The back of Dean's neck itched as he followed his father. Dean already had the revolver, loaded with silver-tipped bullets, tucked in the back of his jeans when they'd left to do the burning. He picked up one shotgun, Dad the other, and Dad put his flashlight into the pocket of his jacket.

The rest of what they needed was already prepared and waiting in the empty room with the brick fireplace.

That weird hissing noise seemed louder. Dean thought he saw a shadow flicker in a corner of the room, but when he turned, there was nothing there.

As they strode down the hall towards the back of the house, shotguns slung over shoulders, it grew colder. Dean clenched his teeth to keep them from chattering. The EMF was screeching; he finally switched it off and put it in the pocket of his jacket. Right then, an EMF meter was pretty much redundant.

There was a sharp crack. From where, Dean couldn't tell.

"Dean, look out!" Dad suddenly spun back towards him, grabbed his shoulders, and shoved him down, just as the glass frame over a printed detail of the internal guts of a jet engine exploded outward. Chunks of glass pattered to the wood floor.

Then Dad was pulling him up again, hurrying him along the hall. When they went past the den, dark stains began to form near the moldings of the hall ceiling and started to ooze downwards.

"You've got to be kidding me." Dean stopped to stare, tilting his head back to watch as the substance started to drip down the wall. "You have got to be kidding me!" He almost wanted to laugh. It was the best haunted-house cliché ever, and he'd never heard of, or seen, a ghost actually doing it.

The walls were bleeding.

A heavy hand on his shoulder reminded Dean to keep his focus on the business at hand. They kept going until they got to the room, and found the door was shut tight. Since they'd arrived, they hadn't seen it shut, not once.

Dad jiggled the knob and shoved, but the door wouldn't budge. "Dean, could you?" He stepped aside, hand gesturing.

"On it." Dean grinned. He took a few steps back, and let fly with a kick. The door smacked open.

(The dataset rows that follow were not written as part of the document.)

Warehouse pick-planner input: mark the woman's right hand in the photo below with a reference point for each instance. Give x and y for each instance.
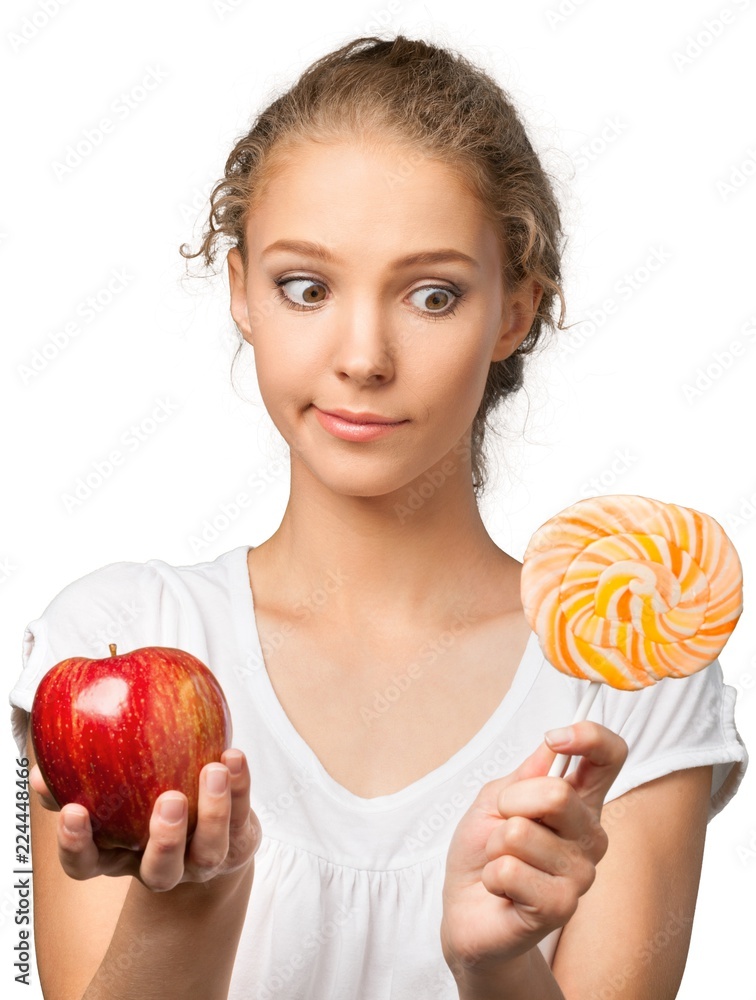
(225, 840)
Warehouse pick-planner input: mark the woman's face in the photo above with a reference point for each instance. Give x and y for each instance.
(373, 285)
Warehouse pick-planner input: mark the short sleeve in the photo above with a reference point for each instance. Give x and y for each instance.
(125, 603)
(676, 724)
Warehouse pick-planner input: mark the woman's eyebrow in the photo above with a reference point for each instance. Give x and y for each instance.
(310, 249)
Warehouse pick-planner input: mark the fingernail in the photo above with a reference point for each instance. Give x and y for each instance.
(172, 809)
(233, 762)
(74, 822)
(559, 737)
(217, 779)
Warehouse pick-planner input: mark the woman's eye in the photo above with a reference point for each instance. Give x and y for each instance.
(434, 299)
(302, 291)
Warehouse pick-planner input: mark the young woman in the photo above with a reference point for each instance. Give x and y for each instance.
(393, 257)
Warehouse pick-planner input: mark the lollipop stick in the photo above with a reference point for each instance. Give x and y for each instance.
(562, 761)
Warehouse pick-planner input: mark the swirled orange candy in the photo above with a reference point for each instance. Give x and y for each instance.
(627, 590)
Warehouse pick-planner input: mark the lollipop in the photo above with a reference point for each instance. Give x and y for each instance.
(625, 590)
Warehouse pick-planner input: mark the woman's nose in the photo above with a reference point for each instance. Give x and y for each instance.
(364, 348)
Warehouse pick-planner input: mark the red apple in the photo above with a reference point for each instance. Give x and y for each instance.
(112, 734)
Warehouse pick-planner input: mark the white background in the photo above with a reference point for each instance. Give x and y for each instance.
(653, 150)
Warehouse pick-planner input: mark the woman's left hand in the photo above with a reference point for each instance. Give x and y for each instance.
(526, 850)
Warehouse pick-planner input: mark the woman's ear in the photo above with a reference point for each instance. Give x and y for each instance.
(520, 308)
(238, 286)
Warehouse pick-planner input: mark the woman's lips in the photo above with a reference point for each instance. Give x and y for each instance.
(347, 430)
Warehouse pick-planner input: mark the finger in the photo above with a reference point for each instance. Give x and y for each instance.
(540, 848)
(537, 764)
(77, 851)
(551, 800)
(531, 889)
(209, 843)
(163, 860)
(603, 753)
(38, 784)
(245, 833)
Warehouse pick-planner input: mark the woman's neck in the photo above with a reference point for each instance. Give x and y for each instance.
(413, 556)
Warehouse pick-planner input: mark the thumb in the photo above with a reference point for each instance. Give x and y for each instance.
(534, 766)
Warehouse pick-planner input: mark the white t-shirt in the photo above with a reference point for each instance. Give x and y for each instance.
(346, 900)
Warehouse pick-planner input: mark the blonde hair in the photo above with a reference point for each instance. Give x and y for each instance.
(436, 102)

They moved into the room and found that the air had turned the temperature of a meat locker. On the floor were two circles, one a combination of salt and markings made in white paint, the other one made up only of markings, and incomplete, the work Dad had done early that day. The only light in the room was what streamed in from the hall. A shape flickered into form immediately, rising up between Dean and his father, a figure tall and pale, face hungry.

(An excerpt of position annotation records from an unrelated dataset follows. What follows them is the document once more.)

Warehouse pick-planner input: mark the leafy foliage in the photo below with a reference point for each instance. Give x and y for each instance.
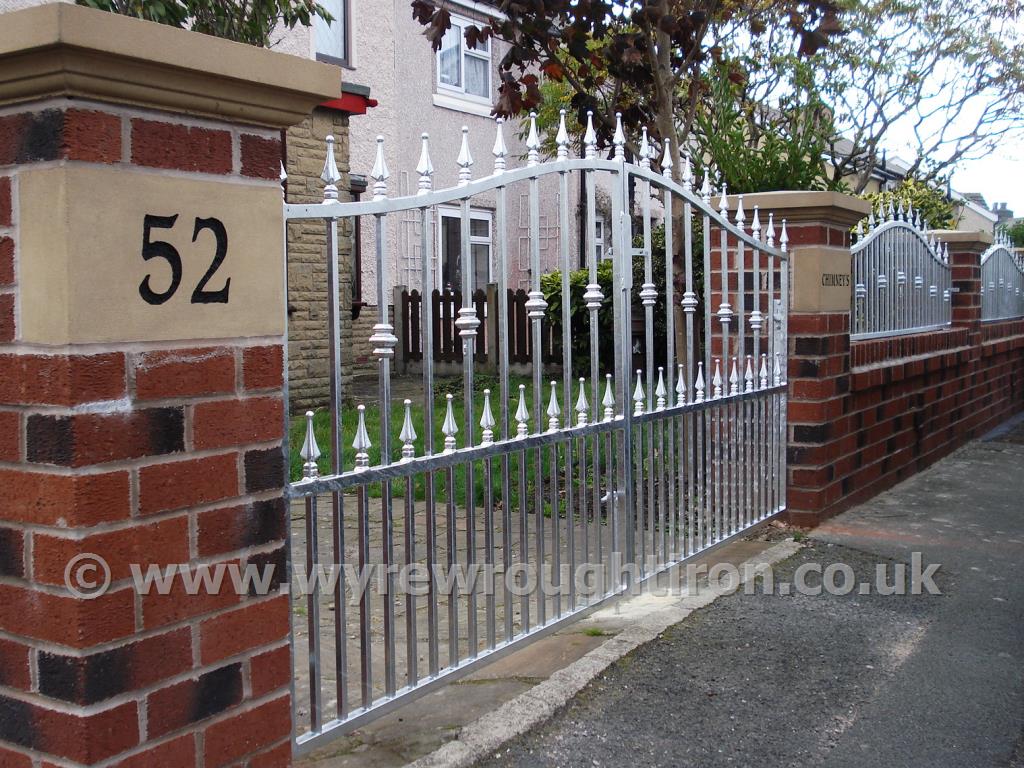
(250, 22)
(757, 147)
(927, 199)
(644, 57)
(1016, 233)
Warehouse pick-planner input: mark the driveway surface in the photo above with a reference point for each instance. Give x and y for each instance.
(838, 680)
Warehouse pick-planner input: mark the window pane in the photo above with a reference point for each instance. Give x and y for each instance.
(331, 37)
(451, 56)
(481, 259)
(478, 76)
(451, 236)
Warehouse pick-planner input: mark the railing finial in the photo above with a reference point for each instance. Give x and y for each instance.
(619, 138)
(425, 168)
(532, 142)
(449, 428)
(310, 451)
(562, 137)
(501, 151)
(330, 173)
(361, 441)
(668, 165)
(590, 137)
(521, 414)
(583, 406)
(465, 159)
(408, 434)
(553, 410)
(486, 421)
(379, 173)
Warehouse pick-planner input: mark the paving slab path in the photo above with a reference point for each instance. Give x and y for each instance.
(837, 680)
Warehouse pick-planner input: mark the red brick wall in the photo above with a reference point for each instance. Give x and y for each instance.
(141, 454)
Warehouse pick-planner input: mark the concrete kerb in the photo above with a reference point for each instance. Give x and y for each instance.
(532, 708)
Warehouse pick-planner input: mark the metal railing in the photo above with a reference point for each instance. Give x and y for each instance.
(1001, 282)
(901, 278)
(619, 472)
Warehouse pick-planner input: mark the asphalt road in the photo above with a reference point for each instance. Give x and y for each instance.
(854, 680)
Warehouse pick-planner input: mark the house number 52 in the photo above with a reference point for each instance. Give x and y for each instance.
(158, 249)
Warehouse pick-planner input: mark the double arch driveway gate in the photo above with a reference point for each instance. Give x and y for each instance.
(468, 524)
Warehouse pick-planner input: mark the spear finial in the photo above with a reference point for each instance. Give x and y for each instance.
(425, 168)
(465, 159)
(330, 173)
(486, 421)
(619, 138)
(449, 428)
(553, 410)
(379, 173)
(590, 137)
(660, 393)
(680, 385)
(521, 414)
(361, 442)
(668, 165)
(562, 137)
(501, 151)
(310, 451)
(532, 142)
(408, 434)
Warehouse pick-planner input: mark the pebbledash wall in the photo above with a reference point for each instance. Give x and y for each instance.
(863, 416)
(141, 416)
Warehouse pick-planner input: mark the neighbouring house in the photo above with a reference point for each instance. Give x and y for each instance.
(413, 90)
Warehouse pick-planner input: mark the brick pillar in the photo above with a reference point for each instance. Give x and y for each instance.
(965, 260)
(819, 439)
(141, 412)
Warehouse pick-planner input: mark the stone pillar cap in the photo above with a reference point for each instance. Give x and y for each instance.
(964, 242)
(70, 50)
(806, 207)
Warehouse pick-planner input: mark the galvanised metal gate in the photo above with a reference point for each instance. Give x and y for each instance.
(504, 514)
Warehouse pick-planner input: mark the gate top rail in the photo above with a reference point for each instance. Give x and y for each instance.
(902, 283)
(332, 208)
(1001, 282)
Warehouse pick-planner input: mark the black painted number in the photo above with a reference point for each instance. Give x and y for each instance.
(158, 249)
(201, 295)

One long arm shot out, skinny fingers closing around Dad's neck, and suddenly, Dad was up against the wall, feet off the ground, face turning red as he struggled, shotgun dangling.

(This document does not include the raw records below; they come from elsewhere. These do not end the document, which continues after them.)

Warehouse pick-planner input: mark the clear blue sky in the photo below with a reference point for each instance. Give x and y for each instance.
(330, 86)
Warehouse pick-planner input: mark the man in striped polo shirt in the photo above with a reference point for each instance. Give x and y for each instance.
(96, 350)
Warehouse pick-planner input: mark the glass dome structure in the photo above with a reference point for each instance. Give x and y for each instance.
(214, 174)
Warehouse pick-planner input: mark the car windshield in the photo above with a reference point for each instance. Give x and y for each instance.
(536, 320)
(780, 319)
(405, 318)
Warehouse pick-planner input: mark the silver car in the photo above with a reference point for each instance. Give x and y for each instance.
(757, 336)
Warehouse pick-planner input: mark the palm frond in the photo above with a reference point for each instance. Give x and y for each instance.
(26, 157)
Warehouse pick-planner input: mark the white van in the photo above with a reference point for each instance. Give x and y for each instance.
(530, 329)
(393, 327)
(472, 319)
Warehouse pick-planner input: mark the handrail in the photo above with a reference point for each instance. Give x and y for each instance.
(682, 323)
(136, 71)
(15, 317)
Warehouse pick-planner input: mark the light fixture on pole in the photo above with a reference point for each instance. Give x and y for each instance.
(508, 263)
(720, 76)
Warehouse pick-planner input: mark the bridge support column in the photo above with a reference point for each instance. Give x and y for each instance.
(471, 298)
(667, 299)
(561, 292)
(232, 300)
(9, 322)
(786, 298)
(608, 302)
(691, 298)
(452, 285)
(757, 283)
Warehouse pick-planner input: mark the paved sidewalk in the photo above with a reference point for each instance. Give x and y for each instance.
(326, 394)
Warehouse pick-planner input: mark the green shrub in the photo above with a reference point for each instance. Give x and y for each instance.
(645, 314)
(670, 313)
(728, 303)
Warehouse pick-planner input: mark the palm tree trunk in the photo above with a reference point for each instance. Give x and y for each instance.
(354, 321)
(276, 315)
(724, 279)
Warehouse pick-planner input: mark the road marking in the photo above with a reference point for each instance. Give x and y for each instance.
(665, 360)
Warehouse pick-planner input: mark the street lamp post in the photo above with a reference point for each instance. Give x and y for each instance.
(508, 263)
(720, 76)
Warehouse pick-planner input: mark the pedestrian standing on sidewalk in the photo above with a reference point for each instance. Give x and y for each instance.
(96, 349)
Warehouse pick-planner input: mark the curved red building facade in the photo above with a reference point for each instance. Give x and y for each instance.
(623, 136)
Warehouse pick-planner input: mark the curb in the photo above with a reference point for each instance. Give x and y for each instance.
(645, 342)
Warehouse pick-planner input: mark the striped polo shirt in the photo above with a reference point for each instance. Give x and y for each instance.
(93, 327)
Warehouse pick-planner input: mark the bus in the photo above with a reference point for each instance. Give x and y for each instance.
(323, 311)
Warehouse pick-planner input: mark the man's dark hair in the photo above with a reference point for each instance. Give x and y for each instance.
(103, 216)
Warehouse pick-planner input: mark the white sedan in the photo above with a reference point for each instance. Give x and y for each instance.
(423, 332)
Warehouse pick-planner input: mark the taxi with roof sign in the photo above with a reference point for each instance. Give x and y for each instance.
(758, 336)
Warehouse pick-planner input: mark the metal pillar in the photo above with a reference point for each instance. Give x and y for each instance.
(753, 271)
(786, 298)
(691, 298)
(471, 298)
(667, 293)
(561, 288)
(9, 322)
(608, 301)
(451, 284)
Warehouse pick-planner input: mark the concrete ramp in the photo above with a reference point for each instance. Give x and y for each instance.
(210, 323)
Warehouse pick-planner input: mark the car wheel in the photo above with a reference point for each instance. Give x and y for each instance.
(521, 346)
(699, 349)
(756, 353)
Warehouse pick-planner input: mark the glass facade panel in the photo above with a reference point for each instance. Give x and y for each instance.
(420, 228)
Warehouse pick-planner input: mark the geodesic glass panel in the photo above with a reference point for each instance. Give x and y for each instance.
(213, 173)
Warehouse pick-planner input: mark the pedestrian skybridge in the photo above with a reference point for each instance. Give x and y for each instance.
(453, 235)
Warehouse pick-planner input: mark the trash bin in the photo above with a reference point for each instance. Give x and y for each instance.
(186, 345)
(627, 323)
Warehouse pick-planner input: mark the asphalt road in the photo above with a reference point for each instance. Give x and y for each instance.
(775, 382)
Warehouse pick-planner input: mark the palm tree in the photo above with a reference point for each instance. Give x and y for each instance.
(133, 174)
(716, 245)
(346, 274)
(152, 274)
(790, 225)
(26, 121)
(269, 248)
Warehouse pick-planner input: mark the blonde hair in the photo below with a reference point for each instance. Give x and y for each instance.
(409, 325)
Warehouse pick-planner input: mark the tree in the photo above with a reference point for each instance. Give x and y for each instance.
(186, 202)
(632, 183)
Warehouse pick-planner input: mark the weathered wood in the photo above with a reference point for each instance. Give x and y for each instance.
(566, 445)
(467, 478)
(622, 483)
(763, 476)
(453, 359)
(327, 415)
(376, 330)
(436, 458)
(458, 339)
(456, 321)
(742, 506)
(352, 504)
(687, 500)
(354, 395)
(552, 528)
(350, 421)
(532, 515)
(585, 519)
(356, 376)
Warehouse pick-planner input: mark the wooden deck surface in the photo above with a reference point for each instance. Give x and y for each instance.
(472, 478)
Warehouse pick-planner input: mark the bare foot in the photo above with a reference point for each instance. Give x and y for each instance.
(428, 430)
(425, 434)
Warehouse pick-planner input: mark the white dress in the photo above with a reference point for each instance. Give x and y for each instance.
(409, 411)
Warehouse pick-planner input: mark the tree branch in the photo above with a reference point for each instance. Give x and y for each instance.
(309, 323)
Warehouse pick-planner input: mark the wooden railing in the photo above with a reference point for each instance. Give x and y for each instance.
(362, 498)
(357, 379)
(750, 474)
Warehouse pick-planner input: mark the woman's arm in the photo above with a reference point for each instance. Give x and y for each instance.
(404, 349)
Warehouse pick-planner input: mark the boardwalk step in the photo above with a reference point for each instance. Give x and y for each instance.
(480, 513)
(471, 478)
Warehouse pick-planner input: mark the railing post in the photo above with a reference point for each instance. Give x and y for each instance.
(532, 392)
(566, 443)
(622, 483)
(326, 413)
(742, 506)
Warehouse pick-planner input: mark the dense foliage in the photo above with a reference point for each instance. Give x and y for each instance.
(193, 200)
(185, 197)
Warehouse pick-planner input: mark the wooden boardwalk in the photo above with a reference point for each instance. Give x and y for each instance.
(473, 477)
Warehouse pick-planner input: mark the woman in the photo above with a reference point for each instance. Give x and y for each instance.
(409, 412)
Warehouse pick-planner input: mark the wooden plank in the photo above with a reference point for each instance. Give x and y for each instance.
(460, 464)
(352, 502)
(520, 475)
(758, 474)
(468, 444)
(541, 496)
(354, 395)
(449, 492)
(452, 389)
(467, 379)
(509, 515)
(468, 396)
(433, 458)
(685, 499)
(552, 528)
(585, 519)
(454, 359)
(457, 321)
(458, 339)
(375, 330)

"They were mine," the tall figure rasped, flickering in and out of transparency, a signal that couldn't quite tune in.

Dean's shotgun was already cocked and at his shoulder. He pulled the trigger, and when the spirit flew back across the room as if smacked by a two-ton silver bullet, and vanished, it was one of the most satisfying things he'd ever seen.

As Dad slumped forward, gasping for breath, falling to his knees, Dean let go of the shotgun with one hand, hooked his arm under Dad's, and pulled him into the circle of salt and signs.

"It worked," Dean said, as Dad leaned against him. "Holy shit. Did you see that?"

Still trying to catch his breath, with his fingers digging into Dean's arm, Dad pulled himself to his feet and brought his shotgun up to his shoulder. They stood back to back inside the circle, waiting.

The dark figure appeared again over by the fireplace, glaring at them with a century of fury and denied satisfaction. Dean cocked his shotgun, but Dad nudged him with his elbow, _No, wait._

Aloud, Dad muttered, "You remember what to do?"

When Dean nodded, Dad deliberately stepped outside the salt circle, in one long stride planting his feet on the half-finished circle of white painted symbols. "You want a piece of me?" he said to the figure flickering against the bricks. "You want to try and take what's mine?"

The burning eyes moved from Dad to Dean, but Dad twitched his shotgun to get the ghost's attention back to him. "Uh-uh. Won't work. You can't cross that salt; not anymore. So. I'm right here." Inside the half-circle, Dad shrugged.

Dean steadied the gun more firmly against his shoulder with his right hand while the fingers of his left hand reached into the pocket of his damp jacket. He touched the cool metal canister he'd put there earlier, then clenched his fingers around it, waiting, running through Dad's instructions in his mind yet again.

"Take your best shot," Dad challenged.

With a roar, the ghost surged forward.

"Now, Dean!"

A few frantic shakes, and the spray paint can was primed. As the ghost plowed into Dad within the circle, Dean stepped forward, pressed the nozzle of paint can down, and completed the curve of the last symbol. The circle was finally closed.

Throwing away the paint can, Dean raised the shotgun, and fired. The ghost kicked back with the same force as before, only this time it had nowhere to go. It looked a bit like a bug smacking against the windshield, except it disappeared instead of going splat.

Knocked almost over to the door, Dad lay on his back, eyes closed. Going against every order Dad had reiterated several times that afternoon, Dean stepped outside the salt-and-symbol circle and hurried over to his father. The ghost hadn't rematerialized yet, but if it did, Dean had the salt gun.

 _Shit. Oh shit. Please, Dad._

Grabbing the soft cloth of Dad's flannel shirt, Dean and tugged hard, dragging him across the floor. Then he heaved Dad onto his feet to get him into the first circle without breaking the salt line.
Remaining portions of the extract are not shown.